Ceci nous amenant au cas JManga, plate-forme légale anglophone de mangas. Le site propose les volumes rapidement, et offre même plusieurs bonus aux utilisateurs avec, par exemple, des interviews. De quoi se dire que les DRM sont une mince contrepartie à subir face à la qualité du service proposé.
Sauf que tout ça, c’est du passé ! JManga a en effet annoncé sa fermeture. Les crédits pas dépensés peuvent l’être jusqu’au 26 mars, et le service disparaîtra définitivement le 30 mai. Bien triste nouvelle pour les utilisateurs, malgré la possibilité de les voir échangés contre des codes Amazon.
D’autant plus triste que le site n’a donné aucune explication formelle quant à cette décision et que l’arrêt du service, DRM oblige (voir plus haut ce que leur présence implique), entraînera tout simplement l’impossibilité totale d’accéder à tous les contenus que vous aurez pourtant achetés le plus légalement du monde !
Ce qui n’aurait pas été grave si JManga avait décidé de lever la protection pour ne pas léser ses clients là-dessus, comme le prévoit Steam pour le jeu vidéo, par exemple. Mais ce n’est pas le cas. Les DRM vont rester jusqu’au bout, tout le contenu du site va disparaître, et les clients verront l’argent dépensé disparaître avec lui et les fichiers…

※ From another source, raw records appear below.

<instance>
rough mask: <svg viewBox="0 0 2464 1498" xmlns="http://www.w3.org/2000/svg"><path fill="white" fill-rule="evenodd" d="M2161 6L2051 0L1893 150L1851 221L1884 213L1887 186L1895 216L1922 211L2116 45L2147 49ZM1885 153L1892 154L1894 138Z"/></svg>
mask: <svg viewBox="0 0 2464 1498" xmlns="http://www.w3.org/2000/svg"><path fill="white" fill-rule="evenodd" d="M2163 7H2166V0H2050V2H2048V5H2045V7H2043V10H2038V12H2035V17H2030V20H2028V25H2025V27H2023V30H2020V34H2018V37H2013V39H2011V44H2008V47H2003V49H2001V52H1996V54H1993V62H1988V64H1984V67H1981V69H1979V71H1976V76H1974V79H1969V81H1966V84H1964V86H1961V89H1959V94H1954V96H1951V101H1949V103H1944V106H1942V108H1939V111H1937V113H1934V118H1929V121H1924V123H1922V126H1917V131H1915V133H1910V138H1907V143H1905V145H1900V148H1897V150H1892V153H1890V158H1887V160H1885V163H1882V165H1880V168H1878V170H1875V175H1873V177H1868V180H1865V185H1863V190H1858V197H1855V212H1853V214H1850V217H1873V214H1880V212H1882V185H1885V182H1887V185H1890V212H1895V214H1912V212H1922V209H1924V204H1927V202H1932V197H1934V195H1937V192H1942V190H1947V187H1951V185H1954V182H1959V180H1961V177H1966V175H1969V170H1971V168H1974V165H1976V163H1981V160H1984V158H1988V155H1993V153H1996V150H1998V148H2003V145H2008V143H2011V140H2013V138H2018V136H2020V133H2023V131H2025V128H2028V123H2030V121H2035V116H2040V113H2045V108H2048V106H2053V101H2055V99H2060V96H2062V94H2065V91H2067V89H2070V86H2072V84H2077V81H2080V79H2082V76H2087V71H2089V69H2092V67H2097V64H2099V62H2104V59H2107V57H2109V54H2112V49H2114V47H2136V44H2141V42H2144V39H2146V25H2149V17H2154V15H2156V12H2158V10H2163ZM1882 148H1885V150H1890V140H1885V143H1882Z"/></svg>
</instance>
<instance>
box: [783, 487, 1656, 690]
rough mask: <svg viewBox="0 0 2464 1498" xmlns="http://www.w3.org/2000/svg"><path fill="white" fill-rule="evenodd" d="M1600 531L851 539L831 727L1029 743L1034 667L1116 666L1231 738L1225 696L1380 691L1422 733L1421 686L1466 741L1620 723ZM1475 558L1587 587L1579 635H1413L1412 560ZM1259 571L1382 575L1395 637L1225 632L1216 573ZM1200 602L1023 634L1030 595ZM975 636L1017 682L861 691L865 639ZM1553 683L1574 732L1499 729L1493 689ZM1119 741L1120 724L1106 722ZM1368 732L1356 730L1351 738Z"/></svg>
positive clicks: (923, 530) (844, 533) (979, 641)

JManga restera donc comme un magnifique exemple d’une plate-forme légale qui n’aura absolument pas répondu aux questions sur le piratage et de ce que sont les DRM : la prise en otage des clients, tout simplement, qui sont alors à la merci d’un service susceptible de leur reprendre sans préavis tout ce qu’ils auront pourtant payé…
Comment alors s’étonner que l’on soit tous, à des échelles différentes de « méchants pirates » qui, paraît-il, tuent les industries de la culture et du divertissement ?
Bret Easton Ellis reprend la plume
Bonne nouvelle pour les fans et pour Twitter, moins bonne pour les accros des dérapages. Oui, Bret Easton Ellis, l’auteur de American Psycho, qui n’a rien publié depuis 2009 et ne semblait pas avoir retrouvé l’envie d’écrire, préférant sans doute devenir le plus gros troll de Twitter, a retrouvé envie et inspiration et planche sur un nouveau roman dont il a débuté les recherches et notes la dernière semaine de janvier.
L’auteur nous explique comment l’idée lui est venue, entre une vieille amie de fac et un embouteillage en janvier, dans une tribune sur Medium.
Il en profite ici pour nous livrer sa vision du processus d’écriture et de son évolution, la vision qui a mené à l’idée du roman (et peut-être par là même les premiers mots).
Quelques morceaux choisis et traduits chez BibliObs.
Bref, l’enfant terrible autant de la littérature américaine que du cinéma est de retour à ses activités premières, après des idées de scénario qui n’ont rien donné nulle part. Et ça, ça ne peut que faire plaisir aux amateurs de son style.